Então se vê por aí gente que parece vencer mas não entende as coisas mínimas da própria existência, alcança objetivos grandes mas perdeu o sentido de sonhar, coordena uma equipe mas não sabe cultivar um amigo. Gente que não se sente mal, mas também não se sente bem. Só está bem, um bem que é bem porque parece não fazer mal. Gente que tem uma segurança que não pode durar, na qual não se pode fiar. Que se acostumou a continuar, e tem medo de se perguntar sobre seu próprio caminho.
A química da vida é feita pra desequilibrar volta e meia.
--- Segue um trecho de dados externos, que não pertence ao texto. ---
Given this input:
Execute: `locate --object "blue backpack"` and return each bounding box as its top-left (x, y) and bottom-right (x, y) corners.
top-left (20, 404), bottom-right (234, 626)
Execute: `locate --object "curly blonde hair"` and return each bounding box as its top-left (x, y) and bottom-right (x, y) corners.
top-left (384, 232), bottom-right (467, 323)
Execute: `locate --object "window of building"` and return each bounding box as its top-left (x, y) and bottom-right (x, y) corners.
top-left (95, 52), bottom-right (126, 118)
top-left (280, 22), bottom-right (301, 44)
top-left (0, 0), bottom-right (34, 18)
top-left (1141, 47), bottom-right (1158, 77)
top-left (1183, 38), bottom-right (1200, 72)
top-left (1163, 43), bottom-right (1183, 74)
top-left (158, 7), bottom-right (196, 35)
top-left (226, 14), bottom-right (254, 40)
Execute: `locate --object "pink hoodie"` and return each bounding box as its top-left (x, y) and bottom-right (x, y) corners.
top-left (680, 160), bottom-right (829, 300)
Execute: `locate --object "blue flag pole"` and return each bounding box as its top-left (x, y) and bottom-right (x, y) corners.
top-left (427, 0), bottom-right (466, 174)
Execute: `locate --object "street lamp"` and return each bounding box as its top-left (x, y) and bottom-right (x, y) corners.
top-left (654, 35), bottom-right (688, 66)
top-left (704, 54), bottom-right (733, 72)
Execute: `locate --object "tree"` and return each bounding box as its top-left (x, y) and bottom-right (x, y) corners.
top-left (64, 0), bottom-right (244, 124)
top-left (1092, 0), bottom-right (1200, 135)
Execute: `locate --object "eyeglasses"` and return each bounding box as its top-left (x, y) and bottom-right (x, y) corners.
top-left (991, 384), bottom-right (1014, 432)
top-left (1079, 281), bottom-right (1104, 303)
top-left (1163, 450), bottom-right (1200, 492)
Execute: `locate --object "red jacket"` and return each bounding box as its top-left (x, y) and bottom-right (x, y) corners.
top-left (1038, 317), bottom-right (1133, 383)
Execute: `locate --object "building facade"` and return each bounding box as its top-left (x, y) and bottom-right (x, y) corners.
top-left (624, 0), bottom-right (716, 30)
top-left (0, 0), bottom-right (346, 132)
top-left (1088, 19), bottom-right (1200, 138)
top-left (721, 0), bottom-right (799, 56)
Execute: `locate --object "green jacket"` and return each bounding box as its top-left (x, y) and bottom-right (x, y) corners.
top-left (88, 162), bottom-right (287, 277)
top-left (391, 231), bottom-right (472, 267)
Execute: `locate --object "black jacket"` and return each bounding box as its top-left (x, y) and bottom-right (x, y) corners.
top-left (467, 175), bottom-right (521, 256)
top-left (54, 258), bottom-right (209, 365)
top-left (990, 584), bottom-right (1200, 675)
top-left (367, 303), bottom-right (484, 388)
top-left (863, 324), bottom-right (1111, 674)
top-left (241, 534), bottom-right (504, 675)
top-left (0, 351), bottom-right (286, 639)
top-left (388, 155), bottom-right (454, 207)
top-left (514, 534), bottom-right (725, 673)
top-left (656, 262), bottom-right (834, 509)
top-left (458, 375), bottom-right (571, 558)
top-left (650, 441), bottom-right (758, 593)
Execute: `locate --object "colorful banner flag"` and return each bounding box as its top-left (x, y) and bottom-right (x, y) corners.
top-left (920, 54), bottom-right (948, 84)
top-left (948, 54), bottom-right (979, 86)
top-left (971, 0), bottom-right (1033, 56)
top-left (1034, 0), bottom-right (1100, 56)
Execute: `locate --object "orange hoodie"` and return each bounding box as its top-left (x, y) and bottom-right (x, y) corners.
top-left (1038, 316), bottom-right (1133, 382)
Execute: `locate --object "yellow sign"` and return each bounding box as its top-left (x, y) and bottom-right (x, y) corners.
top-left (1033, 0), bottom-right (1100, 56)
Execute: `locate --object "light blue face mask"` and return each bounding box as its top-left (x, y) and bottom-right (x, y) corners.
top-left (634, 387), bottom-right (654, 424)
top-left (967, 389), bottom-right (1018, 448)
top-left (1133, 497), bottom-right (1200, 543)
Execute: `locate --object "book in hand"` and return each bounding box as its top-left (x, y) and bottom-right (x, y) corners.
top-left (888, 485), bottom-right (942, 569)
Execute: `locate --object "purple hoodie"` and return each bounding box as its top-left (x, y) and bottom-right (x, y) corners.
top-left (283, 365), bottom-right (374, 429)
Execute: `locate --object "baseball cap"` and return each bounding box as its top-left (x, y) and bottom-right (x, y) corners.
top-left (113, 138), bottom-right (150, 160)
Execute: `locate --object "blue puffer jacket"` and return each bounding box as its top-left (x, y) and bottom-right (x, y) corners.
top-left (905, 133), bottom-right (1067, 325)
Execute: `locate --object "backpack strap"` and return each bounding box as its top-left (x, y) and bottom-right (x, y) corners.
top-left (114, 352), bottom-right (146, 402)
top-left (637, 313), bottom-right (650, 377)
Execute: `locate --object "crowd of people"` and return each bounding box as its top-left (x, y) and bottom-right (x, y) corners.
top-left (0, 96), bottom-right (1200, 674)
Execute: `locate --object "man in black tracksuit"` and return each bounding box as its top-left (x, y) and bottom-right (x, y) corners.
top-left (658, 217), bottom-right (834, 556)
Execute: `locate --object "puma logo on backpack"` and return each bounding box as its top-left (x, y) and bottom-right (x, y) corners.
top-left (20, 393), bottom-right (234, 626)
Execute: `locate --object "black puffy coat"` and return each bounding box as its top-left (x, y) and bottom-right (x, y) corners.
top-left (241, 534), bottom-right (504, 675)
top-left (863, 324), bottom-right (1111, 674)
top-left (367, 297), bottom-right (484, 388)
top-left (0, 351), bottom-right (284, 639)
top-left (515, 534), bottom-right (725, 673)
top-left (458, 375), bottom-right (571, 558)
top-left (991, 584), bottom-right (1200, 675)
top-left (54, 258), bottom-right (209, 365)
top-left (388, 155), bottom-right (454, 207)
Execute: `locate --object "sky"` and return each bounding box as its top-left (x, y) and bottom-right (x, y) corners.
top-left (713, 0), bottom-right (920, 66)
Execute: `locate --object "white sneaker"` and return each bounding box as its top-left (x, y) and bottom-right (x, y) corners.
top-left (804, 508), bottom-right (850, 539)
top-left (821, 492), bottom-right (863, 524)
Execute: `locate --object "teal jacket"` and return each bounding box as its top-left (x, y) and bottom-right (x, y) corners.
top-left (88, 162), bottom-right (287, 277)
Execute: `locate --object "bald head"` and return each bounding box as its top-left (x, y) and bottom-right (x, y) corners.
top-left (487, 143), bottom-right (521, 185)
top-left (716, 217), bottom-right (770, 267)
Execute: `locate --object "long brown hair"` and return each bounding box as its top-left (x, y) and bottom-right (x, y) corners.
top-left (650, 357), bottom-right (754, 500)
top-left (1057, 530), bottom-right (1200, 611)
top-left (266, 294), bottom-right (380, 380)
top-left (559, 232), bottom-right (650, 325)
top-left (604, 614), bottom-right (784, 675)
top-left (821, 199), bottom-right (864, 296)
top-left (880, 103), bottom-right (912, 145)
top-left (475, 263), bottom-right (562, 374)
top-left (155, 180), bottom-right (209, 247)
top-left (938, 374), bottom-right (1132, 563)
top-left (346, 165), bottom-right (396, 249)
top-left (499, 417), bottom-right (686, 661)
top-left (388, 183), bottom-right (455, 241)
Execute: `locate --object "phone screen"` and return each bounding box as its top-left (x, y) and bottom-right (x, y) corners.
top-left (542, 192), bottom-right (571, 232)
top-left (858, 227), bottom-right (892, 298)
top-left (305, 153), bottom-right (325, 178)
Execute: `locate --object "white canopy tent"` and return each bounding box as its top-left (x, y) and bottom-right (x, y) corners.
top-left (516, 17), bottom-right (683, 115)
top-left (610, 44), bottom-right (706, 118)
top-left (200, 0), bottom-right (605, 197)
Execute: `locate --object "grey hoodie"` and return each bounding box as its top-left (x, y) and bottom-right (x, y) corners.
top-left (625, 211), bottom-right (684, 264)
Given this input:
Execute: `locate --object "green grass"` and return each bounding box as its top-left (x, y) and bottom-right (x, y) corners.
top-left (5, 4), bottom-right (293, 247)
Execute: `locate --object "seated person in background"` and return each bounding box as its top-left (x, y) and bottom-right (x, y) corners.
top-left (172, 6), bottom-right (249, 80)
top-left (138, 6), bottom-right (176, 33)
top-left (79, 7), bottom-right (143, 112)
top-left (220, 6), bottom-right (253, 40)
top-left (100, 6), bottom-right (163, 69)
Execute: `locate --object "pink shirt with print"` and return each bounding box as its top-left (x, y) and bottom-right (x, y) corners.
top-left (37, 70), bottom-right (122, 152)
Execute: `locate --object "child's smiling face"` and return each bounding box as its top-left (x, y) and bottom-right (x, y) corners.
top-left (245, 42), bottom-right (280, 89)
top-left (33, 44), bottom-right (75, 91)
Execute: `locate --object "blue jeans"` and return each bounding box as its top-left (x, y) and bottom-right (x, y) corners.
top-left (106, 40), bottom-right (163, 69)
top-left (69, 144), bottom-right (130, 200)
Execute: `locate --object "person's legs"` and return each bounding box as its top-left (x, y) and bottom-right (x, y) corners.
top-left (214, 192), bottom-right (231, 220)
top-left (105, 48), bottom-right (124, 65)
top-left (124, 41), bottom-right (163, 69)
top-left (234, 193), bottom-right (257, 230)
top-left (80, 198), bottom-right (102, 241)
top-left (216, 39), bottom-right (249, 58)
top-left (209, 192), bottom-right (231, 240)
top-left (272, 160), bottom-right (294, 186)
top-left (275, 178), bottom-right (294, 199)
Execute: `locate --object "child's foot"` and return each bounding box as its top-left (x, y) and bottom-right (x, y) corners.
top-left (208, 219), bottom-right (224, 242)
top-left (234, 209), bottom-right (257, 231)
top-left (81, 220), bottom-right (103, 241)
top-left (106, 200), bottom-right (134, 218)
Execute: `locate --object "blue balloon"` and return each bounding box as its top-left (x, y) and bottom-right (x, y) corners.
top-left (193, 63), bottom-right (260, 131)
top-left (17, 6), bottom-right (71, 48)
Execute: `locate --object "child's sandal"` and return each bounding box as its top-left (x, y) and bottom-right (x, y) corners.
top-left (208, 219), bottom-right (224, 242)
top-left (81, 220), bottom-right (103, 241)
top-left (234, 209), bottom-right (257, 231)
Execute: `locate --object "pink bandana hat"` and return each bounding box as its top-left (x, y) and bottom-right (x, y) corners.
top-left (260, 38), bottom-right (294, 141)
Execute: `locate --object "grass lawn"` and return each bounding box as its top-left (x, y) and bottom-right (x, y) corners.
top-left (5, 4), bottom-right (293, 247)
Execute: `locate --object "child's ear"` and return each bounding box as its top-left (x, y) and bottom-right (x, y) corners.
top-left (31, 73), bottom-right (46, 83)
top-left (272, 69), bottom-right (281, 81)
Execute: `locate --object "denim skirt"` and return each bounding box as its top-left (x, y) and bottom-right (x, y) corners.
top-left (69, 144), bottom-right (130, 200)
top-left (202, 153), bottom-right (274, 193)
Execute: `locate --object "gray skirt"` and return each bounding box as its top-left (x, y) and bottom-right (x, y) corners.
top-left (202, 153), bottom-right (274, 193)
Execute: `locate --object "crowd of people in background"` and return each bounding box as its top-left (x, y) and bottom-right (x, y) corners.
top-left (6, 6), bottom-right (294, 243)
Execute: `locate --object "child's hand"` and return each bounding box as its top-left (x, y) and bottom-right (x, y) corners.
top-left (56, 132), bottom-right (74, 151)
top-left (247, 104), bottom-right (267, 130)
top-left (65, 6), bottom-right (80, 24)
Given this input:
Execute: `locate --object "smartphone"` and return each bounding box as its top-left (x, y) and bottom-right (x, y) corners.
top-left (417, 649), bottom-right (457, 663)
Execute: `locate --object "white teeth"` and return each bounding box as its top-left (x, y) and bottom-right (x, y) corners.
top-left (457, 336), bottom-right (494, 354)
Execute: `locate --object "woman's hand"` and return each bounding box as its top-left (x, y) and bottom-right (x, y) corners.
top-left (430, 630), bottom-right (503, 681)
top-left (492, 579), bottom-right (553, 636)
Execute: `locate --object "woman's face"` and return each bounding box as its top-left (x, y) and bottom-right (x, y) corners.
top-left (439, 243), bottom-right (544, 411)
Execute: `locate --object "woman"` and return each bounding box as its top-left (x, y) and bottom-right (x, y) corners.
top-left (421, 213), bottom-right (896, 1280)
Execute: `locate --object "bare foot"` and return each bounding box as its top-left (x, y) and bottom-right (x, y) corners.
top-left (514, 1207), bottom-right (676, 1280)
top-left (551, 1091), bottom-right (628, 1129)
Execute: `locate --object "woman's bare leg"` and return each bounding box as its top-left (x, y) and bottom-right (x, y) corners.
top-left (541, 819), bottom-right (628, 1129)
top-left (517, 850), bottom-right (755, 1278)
Paixão desequilibra a química, saudade altera todo o sistema. Um olhar, um toque, a presença de uma pessoa querida, ou simplesmente uma paisagem, ou um presente significativo, coisas boas e ruins causam reações enzimáticas e quimico-orgânicas, mas não são as reações que causam as coisas, não deveria ser a quantidade de serotonina, adrenalina ou dopamina o foco dos porquês. Questionar o caminho, os sentidos, os lugares, as ações e as reações não é tarefa simples. Mudar é muitas vezes um risco duro e assustador. Principalmente num mundo que diz o tempo todo você precisa ser, você precisa fazer e você precisa ter, e que parece não deixar muitas alternativas (escolha, o problema é a escolha). Escolher faz bem. Um bem que é bem.